Islamic bonds in the GCC may extend gains if Nakheel and Dubai World resolve their debt problem, said Zeid Ayer, who helps oversee $1.6 billion as chief investment officer at CIMB- Principal Islamic Asset Management Sdn., a joint venture between Principal Global Investors LLC of the U.S. and Malaysia’s CIMB Group Holdings Bhd.

Nakheel plans to offer creditor banks interest of 4 percentage points more than benchmark rates on new loans as part of the debt restructuring, two bankers with knowledge of the plan said yesterday. In return, lenders would agree to extend the life of the loans by five years, said the people.

“It shows that a restructuring can be successful,” Zeid said in an interview in Kuala Lumpur yesterday. “It’s a sign of a market maturing and it reduces uncertainty regarding how events might play out should something like this happen again.”
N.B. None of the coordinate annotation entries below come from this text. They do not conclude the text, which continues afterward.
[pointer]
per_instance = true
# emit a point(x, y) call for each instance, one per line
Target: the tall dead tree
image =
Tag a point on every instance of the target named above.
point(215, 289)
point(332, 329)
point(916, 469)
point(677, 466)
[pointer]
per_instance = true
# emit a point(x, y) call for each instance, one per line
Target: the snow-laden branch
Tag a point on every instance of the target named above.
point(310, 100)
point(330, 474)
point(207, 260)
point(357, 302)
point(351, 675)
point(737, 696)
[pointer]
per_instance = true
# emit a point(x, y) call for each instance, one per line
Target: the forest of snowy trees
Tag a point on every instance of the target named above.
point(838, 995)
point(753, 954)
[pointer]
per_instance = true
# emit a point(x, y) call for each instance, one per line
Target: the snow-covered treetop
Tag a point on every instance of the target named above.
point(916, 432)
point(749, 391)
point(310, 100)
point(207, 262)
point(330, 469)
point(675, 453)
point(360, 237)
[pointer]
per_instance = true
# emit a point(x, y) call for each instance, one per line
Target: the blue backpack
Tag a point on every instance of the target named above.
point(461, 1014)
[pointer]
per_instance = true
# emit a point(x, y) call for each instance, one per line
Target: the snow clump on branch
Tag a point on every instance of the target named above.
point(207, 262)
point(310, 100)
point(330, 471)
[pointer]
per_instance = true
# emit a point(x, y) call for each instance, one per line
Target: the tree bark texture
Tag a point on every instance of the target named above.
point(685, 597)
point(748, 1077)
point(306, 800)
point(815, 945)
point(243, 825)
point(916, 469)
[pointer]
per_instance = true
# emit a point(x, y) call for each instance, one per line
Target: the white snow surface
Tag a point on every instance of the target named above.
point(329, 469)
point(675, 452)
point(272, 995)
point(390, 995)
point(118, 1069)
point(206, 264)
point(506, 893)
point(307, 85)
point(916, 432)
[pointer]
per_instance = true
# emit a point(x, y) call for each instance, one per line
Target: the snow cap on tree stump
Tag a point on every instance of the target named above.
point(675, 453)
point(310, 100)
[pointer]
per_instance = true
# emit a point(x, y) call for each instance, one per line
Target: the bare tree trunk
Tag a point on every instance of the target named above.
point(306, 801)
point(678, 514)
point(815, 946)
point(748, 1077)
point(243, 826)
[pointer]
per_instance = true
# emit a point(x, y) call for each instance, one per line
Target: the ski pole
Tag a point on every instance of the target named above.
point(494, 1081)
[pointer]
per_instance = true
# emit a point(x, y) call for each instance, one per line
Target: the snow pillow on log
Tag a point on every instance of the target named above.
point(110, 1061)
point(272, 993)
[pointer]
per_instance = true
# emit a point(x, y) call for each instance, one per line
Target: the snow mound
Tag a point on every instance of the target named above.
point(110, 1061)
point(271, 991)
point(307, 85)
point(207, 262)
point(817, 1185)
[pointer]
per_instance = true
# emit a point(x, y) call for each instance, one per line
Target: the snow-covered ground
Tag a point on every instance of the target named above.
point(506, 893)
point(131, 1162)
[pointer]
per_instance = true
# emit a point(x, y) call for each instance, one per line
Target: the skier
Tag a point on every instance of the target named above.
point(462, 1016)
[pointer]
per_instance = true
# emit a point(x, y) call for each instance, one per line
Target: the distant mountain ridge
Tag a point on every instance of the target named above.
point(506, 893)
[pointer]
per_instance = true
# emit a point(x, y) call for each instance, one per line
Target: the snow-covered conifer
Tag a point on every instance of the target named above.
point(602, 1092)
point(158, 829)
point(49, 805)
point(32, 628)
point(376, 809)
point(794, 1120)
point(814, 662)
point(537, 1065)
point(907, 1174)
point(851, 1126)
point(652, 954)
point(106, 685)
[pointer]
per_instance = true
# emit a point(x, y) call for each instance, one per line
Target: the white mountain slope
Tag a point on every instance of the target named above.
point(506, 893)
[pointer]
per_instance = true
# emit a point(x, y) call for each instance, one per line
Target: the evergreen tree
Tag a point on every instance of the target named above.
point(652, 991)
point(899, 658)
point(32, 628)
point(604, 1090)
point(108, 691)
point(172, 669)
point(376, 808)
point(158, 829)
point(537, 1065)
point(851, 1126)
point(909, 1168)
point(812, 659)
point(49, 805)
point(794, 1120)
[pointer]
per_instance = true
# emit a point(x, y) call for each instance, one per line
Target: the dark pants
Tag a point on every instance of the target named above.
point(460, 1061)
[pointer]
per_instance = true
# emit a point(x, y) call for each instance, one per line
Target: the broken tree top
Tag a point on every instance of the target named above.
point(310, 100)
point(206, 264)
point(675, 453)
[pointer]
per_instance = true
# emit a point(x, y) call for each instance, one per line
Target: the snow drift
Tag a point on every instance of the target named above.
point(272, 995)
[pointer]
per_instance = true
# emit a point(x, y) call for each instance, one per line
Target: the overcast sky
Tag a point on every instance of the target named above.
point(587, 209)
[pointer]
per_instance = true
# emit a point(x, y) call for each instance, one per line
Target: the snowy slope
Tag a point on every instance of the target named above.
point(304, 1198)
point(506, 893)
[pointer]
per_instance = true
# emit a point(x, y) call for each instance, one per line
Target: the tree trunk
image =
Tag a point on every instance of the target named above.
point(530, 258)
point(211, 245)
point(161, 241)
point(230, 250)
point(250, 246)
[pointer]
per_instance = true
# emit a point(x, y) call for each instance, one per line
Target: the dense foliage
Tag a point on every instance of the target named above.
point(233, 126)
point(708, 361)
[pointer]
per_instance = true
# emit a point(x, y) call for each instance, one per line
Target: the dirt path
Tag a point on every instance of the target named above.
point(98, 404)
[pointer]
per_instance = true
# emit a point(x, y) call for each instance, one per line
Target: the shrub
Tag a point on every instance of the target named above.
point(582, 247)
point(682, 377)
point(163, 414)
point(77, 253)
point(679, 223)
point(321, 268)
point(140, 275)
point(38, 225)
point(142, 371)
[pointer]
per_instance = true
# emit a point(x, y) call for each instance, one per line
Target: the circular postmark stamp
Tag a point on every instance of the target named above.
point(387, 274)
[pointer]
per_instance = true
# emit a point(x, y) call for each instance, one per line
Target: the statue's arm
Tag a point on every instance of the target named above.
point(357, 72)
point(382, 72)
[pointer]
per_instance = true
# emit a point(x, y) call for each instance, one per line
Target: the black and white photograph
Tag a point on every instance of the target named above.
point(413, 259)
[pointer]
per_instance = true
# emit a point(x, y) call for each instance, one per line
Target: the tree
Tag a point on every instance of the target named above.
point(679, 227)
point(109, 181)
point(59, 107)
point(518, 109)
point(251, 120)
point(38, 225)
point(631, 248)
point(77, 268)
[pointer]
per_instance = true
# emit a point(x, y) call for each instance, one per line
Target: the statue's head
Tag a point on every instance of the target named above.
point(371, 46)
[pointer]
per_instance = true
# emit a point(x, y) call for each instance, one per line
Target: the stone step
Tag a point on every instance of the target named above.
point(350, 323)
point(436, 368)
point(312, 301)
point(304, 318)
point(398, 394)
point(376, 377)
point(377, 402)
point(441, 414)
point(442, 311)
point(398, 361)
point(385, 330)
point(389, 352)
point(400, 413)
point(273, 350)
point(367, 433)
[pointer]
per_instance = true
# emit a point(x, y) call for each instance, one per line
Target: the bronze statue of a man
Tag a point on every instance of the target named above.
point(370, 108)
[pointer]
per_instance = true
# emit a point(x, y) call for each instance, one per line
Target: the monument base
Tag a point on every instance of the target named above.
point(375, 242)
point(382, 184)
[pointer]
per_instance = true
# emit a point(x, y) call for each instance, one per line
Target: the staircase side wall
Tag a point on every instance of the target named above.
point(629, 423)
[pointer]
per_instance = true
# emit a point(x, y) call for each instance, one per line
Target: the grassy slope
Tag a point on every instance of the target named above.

Nakheel and Dubai World, one of the emirate’s three main state-owned holding companies, are seeking to renegotiate terms on their debt after the deepest financial crisis since the 1930s roiled the emirate’s real-estate market and left companies unable to raise new funding. Dubai property prices have slumped more than 50 percent from their peak in August 2008 as mortgages dried up, according to estimates from Colliers International.

Narrowing Yields

Dubai World and its seven-biggest lenders will present a restructuring plan to almost 70 creditors on July 22, a person familiar with the matter said on July 11, declining to be identified. The company said on May 20 it had reached an agreement to restructure $23.5 billion of liabilities, offering creditors 1 percent interest on loans and additional interest on maturity ranging from 1 percent to as much as 2.5 percent.

DP World Ltd.’s 6.25 percent dollar-denominated Islamic bonds due in July 2017 have rallied since the end of May, pushing yields down by 56 basis points to 8.4 percent, according to data compiled by Bloomberg. The yield fell five basis points today.

No ‘Final Default’

The yield gap between the Dubai Department of Finance’s 6.396 percent sukuk maturing in November 2014 and the Malaysian government’s 3.928 percent Islamic note due June 2015 has widened 34 basis points since May 28 to 415 basis points, according to data compiled by Bloomberg. Dubai’s notes yielded 7.40 percent today, down five basis points from yesterday.

“The Nakheel experience produced a lot of volatility and trading losses without a final default,” said Zurich-based Tobias Bettkober, a convertible bond manager overseeing $400 million at Holinger Asset Management. “It will still be a long way and substantial changes in issuance conditions before they can come back to the market because they harmed themselves and Dubai with this execution track record.” Holinger previously owned Nakheel debt.

Gulf issuers sold $2.5 billion of Islamic notes so far in 2010, down 13 percent from a year earlier, Bloomberg data show. Islamic securities returned 6.9 percent this year, according to the HSBC/NASDAQ Dubai US Dollar Sukuk Index. Debt in developing markets gained 7.4 percent over the same period, according to JP Morgan Chase & Co.’s EMBI Global Diversify Index.

‘In Principle’ Support

Nakheel said in a statement yesterday the terms of its restructuring are supported “in principle” by the coordinating committee of its creditor banks and it expects to complete the restructuring over the “coming months.” Banks were asked to respond by Aug. 31, said a company spokesman, who declined to give further details.

Nakheel said March 25 that its secured bank creditors will receive 100 percent of their principal and accrued interest under an agreement to extend the loan maturities. The developer has one dollar loan outstanding, a $1.85 billion facility that was signed in August 2007 and maturing in 2012, according to data compiled by Bloomberg.

“If in the future they can show that they can handle it better, then the additional cost for future issuance might well be limited” for Nakheel, Bettkober said.